Friday, August 15, 2008

Comedy Writing

I once heard a stand-up comedian (perhaps every comedian who's ever made it big) say that NOBODY can be truly funny without tragedy, personal foibles, and a non-existent self-esteem. When people laugh at us (the sad clowns that we are) what a power surge it is to our grim little psyche! The ability to make people laugh is far more physically and emotionally gratifying than a high colonic, winning POWERBALL, and waking up to a naked ape.

All people are not funny. Some are just ironic. Others sarcastic. And there are people who insist they can make you laugh by telling "jokes" that barely deserve a polite simper. Of course we can extend this observation to stand-up comics who can only resort to using "EXPLETIVE/DELETE" WORDS at the end of every sentence. That isn't funny. That's 4th grade. So thank you for allowing me to stand-up on my soap box, future comedy writers. I must be on my way. 5th grade is calling, and if I don't register for classes soon, 4th grade will be put on my permanent record. Again.


Joie Mayfield said...

I agree you have to be able to use personal experience to make an audience laugh. I think it makes handling the situation easier, too. Just a thought. :)

Great blog. I'm looking it over!

Anonymous said...

Thanks, Joie. I'm going to check out your blog. America is ready to laugh again. So I''m on a mission to make that happen. Thanks so much for stopping by. Your suggestions are always welcome.


Joie Mayfield said...

Right stories aren't he funniest... I've just experienced a break-up. However, look at the archive...and find the "Big Red" stories. Those are personal experiences. ;)

happyian said...

You are comic?
Me too

I try.

SavvyD said...

People started telling me I was funny when I just started telling them what happened. Then I started telling my dating stories on my blog and people were tell me that those were really funny if they were judging me. The thing is, I'm in actual pain when I'm on the dates. Why is this funny? I don't know, but it makes the pain a wee bit smaller.

Anonymous said...

SavvyD, if you get what I'm talking about, I'll bet you're screamin' funny. Thanks for stopping by. Your comments and insight are welcome anytime.

RodericWilliams said...

I always joke that I could have been a stand-up comedian, but I have stage fright and I'd only be good for 3 days before I run out of material. I love to write about comical things that happen in my life. I love to laugh all the time. Only thing that'd get me about being a comedian is the pressure to constantly be funnier than you were, I'm a perfectionist so I'd be dreading life if I wasn't one laugh funnier than the last time.

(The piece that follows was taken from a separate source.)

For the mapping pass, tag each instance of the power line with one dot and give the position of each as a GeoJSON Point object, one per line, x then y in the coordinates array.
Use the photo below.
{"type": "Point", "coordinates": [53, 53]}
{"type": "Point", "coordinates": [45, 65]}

But I write comical blogs, mostly about my life and what I think about life.

Anonymous said...

RodericWilliams, Years ago, I was asked to write material for a famous gentleman who starred in a popular sit-com. After considering his offer, I decided my material was not good enough for him The fact of the matter, that like you...I was afraid of running out of stuff for him to use in his act. And quite frankly, I wanted to do more than stand-up comedy. No regrets....but I sometimes wonder where I'd be if I had faced my fears and did it anyway...

shari said...

great blog.I've bookmarked it. Check this one out.

Dano MacNamarrah said...

Tragedy, personal foibles and the issues of self-esteem have been part of our written and visual arts since the antiquities.

The question of how we handle and portray them, are equally ancient. A recent great, Billy Sheakespere, spent a life time attacking these qualities from a theatre in the round.

The up-shot is that we have two choices: to pander to our perceived public, or to speak our own truth.

The former can be seen readily on T.V., whilst the latter can be viewed in other spaces.

One's own truth may not seem like much, but no one will see nor hear it, unless one speaks it. The choices are a quandry, it would seem.

One could "fake" it, providing words or visuals that should be, I dunno, marketable? Populour people abound, with no apparent agenda, and the same is true of the arts.

Conversely, one could produce gold out of the elements, by painting the stones of words into couched messages: by speaking tongues with laps and splashes of colour.

If personal expression is a hobby, then these are but moot concepts. But, if the need to speak, in whatever form, runs deeper, you may want to consider a couple of things.

Am I a crucible for my ideas, or a fashion for gold?


Anonymous said...

Dano,my need to compete with fashion and myself is what keeps me in the game.